Ils introduisent ici une nouvelle disposition du code du travail qui ne correspond en rien au statut des fonctionnaires car, même si cela est très relatif dans le privé, le fonctionnaire n’est pas dans une position égale à celle de l’État du point de vue de ses conditions de travail, d’emploi et de rémunération. Toute la procédure de « rupture conventionnelle » est ensuite guidée par ce qui est en œuvre dans le privé.
S’agissant des fonctionnaires, la procédure de rupture conventionnelle est, pour l’instant, limitée dans le temps et prendra fin au 31 décembre 2025 (12e alinéa de l’article 72 de la loi 2019-828 dite de transformation de la Fonction publique). Une évaluation du dispositif, portant notamment sur le nombre de fonctionnaires couverts par ce dispositif et sur son coût global, doit être présentée au Parlement un an avant son terme.
II. La mise en œuvre .
Voilà un exemple de décret d’application qui va plus loin que la lettre de la loi, sans toutefois dépasser les limites. .
Le texte de la loi (art. 72 loi 2019-828) dit « I.-L’administration et le fonctionnaire mentionné à l’article 2 de la loi n° 84-16 du 11 janvier 1984 précitée [...] peuvent convenir en commun des conditions de la cessation définitive des fonctions, qui entraîne radiation des cadres et perte de la qualité de fonctionnaire. La rupture conventionnelle, exclusive des cas mentionnés à l’article 24 de la loi n° 83-634 du 13 juillet 1983 précitée, ne peut être imposée par l’une ou l’autre des parties. ». Il s’agit donc ici d’une convention en commun, mais rien n’est dit sur qui prend l’initiative de cette rupture conventionnelle..
Mais le décret, dès son article 2, introduit une nouvelle dimension : « La procédure de la rupture conventionnelle peut être engagée à l’initiative du fonctionnaire ou de l’administration, de l’autorité territoriale ou de l’établissement dont il relève. ». Ainsi le fonctionnaire et son administration sont mis sur un pied d’égalité puisque chacun peut décider d’engager la procédure..
III. La procédure
- Sont concernés :
- Les fonctionnaires, à l’exception des stagiaires, des fonctionnaires ayant atteint l’âge d’ouverture du droit à une pension de retraite et justifiant d’une durée d’assurance leur permettant d’obtenir une pension de retraite au pourcentage maximal, et des fonctionnaires détachés en qualité d’agent contractuel.
- Les agents recrutés en CDI
- La rupture conventionnelle ne peut être imposée, ni à l’agent ni à l’employeur.
- Compte tenu des différents délais imposés dans la procédure, il ne peut s’écouler moins d’un mois et demi entre la réception de la demande et la cessation définitive des fonctions pour un fonctionnaire ou la fin de contrat pour un contractuel.

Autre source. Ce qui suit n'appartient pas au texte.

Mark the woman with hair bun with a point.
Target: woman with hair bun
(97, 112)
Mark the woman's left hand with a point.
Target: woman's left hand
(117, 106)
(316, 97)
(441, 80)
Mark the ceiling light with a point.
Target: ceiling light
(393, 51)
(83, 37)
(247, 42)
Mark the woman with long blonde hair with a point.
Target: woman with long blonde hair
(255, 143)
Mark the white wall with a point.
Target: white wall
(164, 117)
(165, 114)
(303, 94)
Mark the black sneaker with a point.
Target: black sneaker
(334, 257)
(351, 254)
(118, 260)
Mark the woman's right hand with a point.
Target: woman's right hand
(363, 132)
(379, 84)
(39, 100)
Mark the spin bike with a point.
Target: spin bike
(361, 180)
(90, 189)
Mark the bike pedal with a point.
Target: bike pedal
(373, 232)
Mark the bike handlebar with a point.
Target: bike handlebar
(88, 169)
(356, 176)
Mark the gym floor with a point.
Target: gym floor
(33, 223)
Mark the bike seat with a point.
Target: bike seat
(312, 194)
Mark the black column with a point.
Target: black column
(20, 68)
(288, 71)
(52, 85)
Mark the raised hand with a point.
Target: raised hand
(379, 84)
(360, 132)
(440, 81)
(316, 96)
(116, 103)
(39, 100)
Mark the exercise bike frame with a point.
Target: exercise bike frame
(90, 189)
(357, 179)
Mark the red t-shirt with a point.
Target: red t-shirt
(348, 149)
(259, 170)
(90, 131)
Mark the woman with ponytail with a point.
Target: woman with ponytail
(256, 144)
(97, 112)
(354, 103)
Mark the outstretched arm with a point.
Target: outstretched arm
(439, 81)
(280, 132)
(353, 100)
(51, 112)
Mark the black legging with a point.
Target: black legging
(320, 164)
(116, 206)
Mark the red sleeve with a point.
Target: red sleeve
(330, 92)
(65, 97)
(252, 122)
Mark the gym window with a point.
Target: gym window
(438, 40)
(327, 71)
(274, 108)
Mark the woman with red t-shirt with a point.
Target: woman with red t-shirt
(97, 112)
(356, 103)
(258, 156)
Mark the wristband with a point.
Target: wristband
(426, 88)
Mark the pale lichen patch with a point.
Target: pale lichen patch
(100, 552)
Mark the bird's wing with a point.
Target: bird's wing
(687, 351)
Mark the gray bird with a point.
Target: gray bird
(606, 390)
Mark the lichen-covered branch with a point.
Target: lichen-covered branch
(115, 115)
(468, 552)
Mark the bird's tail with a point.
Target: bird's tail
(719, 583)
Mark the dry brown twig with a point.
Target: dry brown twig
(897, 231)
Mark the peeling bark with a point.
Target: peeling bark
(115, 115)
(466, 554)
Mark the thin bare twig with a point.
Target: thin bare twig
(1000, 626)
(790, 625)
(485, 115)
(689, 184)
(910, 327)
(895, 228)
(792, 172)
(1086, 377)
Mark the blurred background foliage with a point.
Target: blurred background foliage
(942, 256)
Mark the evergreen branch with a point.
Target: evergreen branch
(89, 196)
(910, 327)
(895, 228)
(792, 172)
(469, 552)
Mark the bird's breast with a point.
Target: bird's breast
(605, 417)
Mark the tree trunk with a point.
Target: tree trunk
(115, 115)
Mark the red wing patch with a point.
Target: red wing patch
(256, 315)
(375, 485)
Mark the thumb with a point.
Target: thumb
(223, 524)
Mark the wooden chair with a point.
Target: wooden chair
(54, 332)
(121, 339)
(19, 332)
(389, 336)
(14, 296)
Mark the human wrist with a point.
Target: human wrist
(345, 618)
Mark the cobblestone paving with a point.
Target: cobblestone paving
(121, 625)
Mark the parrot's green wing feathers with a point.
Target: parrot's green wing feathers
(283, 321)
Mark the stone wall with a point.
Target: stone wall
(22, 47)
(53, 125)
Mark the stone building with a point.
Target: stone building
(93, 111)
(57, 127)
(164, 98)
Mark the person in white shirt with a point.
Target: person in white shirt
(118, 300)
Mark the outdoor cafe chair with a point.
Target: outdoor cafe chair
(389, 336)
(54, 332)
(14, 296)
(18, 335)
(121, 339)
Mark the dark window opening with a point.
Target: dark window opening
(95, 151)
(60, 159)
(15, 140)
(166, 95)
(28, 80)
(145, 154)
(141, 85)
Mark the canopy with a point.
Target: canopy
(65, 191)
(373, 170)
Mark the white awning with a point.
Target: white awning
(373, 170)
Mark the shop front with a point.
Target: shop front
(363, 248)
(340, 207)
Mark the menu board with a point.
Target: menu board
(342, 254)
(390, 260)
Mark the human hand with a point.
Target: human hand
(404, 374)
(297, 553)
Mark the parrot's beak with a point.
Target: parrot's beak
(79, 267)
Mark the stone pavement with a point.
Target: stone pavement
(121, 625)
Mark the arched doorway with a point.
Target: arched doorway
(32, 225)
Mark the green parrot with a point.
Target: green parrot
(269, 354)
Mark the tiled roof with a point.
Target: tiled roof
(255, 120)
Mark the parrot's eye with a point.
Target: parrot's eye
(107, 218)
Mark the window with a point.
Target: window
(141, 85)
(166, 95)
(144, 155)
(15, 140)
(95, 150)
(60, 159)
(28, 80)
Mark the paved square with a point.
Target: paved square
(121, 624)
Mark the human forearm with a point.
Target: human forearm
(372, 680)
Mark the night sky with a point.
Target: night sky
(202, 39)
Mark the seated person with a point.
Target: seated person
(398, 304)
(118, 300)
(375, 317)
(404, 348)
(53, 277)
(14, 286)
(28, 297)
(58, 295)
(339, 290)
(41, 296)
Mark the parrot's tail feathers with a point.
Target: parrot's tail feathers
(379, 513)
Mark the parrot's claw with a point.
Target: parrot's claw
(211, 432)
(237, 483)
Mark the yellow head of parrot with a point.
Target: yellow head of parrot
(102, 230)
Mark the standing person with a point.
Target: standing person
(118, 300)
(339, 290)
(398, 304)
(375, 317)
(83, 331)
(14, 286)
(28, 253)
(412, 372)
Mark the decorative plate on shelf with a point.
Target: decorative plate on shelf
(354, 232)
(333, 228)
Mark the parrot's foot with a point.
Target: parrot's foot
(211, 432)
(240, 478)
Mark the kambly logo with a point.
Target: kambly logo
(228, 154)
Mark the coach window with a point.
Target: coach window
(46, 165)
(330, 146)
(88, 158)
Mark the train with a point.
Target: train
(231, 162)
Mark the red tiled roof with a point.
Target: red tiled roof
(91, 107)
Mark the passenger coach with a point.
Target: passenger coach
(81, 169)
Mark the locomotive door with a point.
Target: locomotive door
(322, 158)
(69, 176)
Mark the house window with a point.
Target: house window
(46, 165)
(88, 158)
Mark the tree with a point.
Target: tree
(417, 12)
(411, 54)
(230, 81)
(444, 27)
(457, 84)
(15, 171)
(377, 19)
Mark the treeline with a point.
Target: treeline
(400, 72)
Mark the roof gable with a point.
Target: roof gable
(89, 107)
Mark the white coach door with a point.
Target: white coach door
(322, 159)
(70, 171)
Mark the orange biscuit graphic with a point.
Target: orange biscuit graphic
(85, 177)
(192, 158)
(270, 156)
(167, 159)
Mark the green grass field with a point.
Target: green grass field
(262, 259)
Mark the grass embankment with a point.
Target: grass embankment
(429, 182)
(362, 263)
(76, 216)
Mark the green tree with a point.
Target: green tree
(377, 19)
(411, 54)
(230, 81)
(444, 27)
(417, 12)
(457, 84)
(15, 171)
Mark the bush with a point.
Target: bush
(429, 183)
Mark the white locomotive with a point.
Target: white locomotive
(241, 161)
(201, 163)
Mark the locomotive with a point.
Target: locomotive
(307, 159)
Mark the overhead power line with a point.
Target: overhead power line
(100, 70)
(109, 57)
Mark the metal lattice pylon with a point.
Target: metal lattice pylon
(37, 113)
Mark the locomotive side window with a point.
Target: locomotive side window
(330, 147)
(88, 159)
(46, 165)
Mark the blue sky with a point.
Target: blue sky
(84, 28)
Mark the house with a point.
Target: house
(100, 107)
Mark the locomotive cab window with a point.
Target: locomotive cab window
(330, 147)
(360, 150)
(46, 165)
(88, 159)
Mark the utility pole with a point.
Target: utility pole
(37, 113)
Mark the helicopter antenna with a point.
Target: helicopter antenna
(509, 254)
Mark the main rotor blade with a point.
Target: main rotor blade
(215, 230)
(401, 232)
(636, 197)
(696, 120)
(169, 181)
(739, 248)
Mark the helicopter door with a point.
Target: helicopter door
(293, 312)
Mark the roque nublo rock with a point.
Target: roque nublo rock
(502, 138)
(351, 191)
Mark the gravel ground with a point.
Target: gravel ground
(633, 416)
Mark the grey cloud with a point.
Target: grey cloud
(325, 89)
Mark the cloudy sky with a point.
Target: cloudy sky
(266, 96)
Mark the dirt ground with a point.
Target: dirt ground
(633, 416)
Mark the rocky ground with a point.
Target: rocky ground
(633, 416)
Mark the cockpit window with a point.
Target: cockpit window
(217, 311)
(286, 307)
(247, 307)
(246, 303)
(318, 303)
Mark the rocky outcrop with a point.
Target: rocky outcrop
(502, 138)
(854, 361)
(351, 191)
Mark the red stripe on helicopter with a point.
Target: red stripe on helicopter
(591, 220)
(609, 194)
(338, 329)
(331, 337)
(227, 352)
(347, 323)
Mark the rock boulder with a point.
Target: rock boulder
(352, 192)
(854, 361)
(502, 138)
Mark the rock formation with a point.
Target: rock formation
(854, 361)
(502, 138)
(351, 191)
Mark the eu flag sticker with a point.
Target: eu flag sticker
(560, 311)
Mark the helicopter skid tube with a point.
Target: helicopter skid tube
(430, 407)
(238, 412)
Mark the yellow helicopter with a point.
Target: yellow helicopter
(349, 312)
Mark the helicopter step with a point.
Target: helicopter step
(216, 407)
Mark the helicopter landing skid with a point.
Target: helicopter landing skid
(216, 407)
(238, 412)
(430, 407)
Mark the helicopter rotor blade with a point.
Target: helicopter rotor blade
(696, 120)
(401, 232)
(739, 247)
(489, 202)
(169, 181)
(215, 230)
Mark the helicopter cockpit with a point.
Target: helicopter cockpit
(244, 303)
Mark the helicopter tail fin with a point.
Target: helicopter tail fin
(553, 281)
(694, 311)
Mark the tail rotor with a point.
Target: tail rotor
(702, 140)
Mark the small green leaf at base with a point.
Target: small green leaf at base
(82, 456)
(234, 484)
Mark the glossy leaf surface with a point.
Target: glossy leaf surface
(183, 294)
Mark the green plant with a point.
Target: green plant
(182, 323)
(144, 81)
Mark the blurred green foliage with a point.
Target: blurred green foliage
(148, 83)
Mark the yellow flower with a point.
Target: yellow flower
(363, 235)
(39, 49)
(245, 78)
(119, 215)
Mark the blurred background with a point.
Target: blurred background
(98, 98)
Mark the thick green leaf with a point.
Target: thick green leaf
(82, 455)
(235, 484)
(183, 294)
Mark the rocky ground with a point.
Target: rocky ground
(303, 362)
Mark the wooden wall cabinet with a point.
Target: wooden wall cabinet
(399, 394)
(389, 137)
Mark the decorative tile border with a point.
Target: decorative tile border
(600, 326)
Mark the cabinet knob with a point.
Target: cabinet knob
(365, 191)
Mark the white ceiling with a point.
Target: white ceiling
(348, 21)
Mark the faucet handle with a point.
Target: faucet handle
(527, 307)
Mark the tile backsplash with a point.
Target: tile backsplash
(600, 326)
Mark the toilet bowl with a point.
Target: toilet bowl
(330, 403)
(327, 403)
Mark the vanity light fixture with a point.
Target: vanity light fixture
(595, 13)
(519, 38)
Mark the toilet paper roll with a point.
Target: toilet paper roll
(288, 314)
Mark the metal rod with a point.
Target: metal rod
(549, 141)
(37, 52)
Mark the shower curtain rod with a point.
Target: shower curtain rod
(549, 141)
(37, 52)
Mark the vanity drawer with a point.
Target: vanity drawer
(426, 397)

La demande de rupture conventionnelle peut être à l’initiative de l’agent ou de l’employeur.
- Les étapes de la demande (cliquer sur le logo) : (réservé aux syndiqué.e.s)
Etre conseillé.e, accompagné.e et defendu.e par le SNES
La nouveauté par rapport à l’IDV est que le décret prévoit que l’agent peut être accompagné par un conseiller désigné par une organisation syndicale représentative lors de l’entretien préalable.
Contactez-nous immédiatement : s3lyo@snes.edu / 04.78.58.03.33
IV. Montant de l’indemnité
Le montant de l’indemnité, calculé en douzièmes de traitement brut de l’année civile précédant la rupture conventionnelle, est encadré comme l’indique le tableau ci-dessous (cliquer sur le logo). (réservé aux syndiqué.e.s)
L’indemnité spécifique de rupture conventionnelle est exonérée de l’impôt sur le revenu ainsi que de la CSG si son montant n’excède pas 82 272 €.
En plus de l’indemnité spécifique, la rupture conventionnelle ouvre droit aux allocations chômage.
V. Quid de l’Indemnité de départ Volontaire ?
En 2008, l’IDV pouvait être accordée dans trois situations : restructuration du service, création ou reprise d’entreprise, ou pour mener à bien un projet personnel. En 2014, la troisième possibilité a été supprimé.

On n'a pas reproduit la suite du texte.